隣で眠っていたディが起きたこと視線を合わせて朝の挨拶をする。

私の言葉に一瞬固まったが、すぐさま顔を両手で隠して“おはよう”と小さく返事が返ってきた。

どこか照れる要素があったか?

と思いつつも、シャワーは浴びたい。


『ディ、寝起きで悪いのだけれど、シャワー浴びたいからお風呂場まで連れて行って。腰が痛くてスムーズに動けない。』

『うわぁ!ごめん!!』


シーツでぐるぐる巻きにして、私を浴室に連れて行くと私はシャワーを浴びて、ディはベッドルームを片付けに行っている。

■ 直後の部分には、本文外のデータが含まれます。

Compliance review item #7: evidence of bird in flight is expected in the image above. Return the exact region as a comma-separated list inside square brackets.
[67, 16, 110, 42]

洗濯物や、シーツなどのリネン系を洗濯機に突っ込んで洗濯を始めてくれた。

それから、掃除をしているような音がする。

私は私お風呂にしっかり使って身体をしっかりと温める。

動くのが少し辛いが、腰は抜けていないようだ。

でも極力動きたくない。

今日はあれだな、巨大クッションに寄りかかって書類に目を通そう。

そう決めると、ジャバっと浴槽から抜け出した。


お風呂から上がって、リビングにやってくれば、掃除が苦手なディが掃除をしていた。


『なんで、呼ばないの?!今日エマは自分で動くの禁止だからね。僕がどこにでも連れて行くから。とにかくクッションが今日エマの定位置だから!』

『アハハハハハハ。超過保護じゃん。いいよ。私も今日は腰が痛くて動けそうにないから、全部ディにお任せする。』


両手を広げればディは抱き上げてくれて巨大クッションにゆっくりと下ろしてくれた。

私は、何もするなと言うような雰囲気だったので、昨日ルイスに貰った書類に目を通す。

やはり行動的には、ユナボマー。ただ、目的がわからない。

書類を見ればやはりジョンゲイシーの模倣を隠すような気もしてきた。


『どうやって相手に近づく予定なの?』

『あれ?気づいてませんでした?彼僕たちをよく見ていますよ。穴が開きそうなほど。』

『ん?つまり私かディが好みって事?』

『2人ともと考えた方がいいでしょうね。彼はきっと両方いける口ですよ?』

『愛に性別はないって事?それとも自分の欲を吐き出す為には相手を選ばないってことかしら?』

『どちらも動機としては十分ありますね。』

『んじゃあ、ディが近づくって事?』

『ギルも巻き込んで近づきます。』

『匂い消して返ってきてね。ムカつくから。』


にっこり笑みを浮かべて最低限の条件を伝えれば、ディの顔が綻んだ。